Portland was 9 for 16 on their threes on Friday night.  This included 3 for 3 by Ime Udoka (who is shooting 45.9% on the season, but still, he's Ime Udoka), 2-4 for Jarrett Jack (his 10th and 11th threes of the SEASON, pushing his percentage above 20%), and a 30 footer by Zach Randolph on a busted play (his 4th three of the season).  Much has been said about the Clippers wasting 59% shooting in a loss, and indeed that is a shame.  But guess what?  The Blazers shot 51.3%, and adjusted for their 9 threes, they shot 57%.  So someone was gonna lose that game despite torrid shooting.  

Was the defense that bad?  It wasn't great, but I didn't think it was horrible.  Jarrett Jack was shooting under 20% coming into the game.  You pay him to shoot threes if you're the Clippers.  And of course the Randolph make came at the end of a great defensive possession.  Meanwhile, that crazy Sergio Rodriquez play, where he goes driving down the lane, goes into the air, and then throws a blind pass about 35 feet to the opposite garden spot, resulted in 2 makes, out of 4 times they ran it.  Maybe the Clippers should have been ready for it from the scouting report, but you just don't expect that pass in that situation.  It was nutty.  Anyway, people look at the Portland box score and reflexively say 'They didn't defend the three point line.'  But they weren't that bad, if you ask me.

Against Houston, you pretty much have to double team Yao.  Now, here's the thing.  Houston has this incredible weapon in Yao, and they have surrounded him with a bunch of mediocre players, many of them one-dimensional.  With no Tracy McGrady, Luther Head is their starting 2 guard, and what can he do other than shoot?  Meanwhile, Chuck Hayes starts at the 4, and he CAN'T shoot at all (what was that monstrosity he threw up there in the 2nd quarter?), but he can rebound, and he can set screens.  They know that the double team is coming on Yao, they put a shooter in the opposite corner behind the arc, they swing the ball, and Hayes sets a pick on the double teamer, who's job it is to rotate to that last pass.  It's simple, and it works.  The Clippers rotated their asses off, but Houston got clean looks anyway.

In a five point loss, where the lead was 4 with a minute to go, if Houston shoots 6 for 17 (35.3%, just about their season average) instead of 8 for 17... well, you get the idea.

So, has something happened to the team to take them from best in the league 28.6% 3 point defense through the first 17 games to an unheard of 45.5% in the last 6 games?  You can't really blame this one on injuries, since Maggette and Cassell are the worst perimeter defenders on the team.  Are the players simply too distracted by trade rumors to execute effectively on defense?  Or did they just happen to have some games where the other guys hit their threes?

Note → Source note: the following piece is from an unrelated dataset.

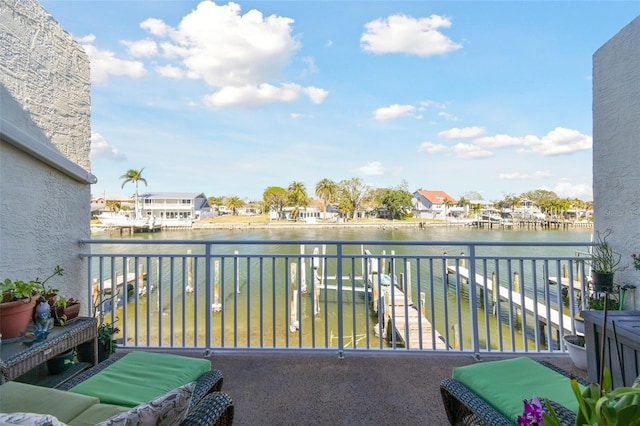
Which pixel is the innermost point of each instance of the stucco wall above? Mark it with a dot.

Conversely, did the Clippers defend the three point line astoundingly well against the Heat to hold them to 12%?  Or did Antoine Walker and James Posey play like a couple of chuckers that game?  

This is one of those stats that's going to even out.  By the end of the season, the Clippers will be among the league leaders in opponents three point percentage.  They've run up against some teams that shoot it well in general (like the Spurs) and who have shot it well specifically against them (like the Blazers).  Don't get too worked up about it.  Move on.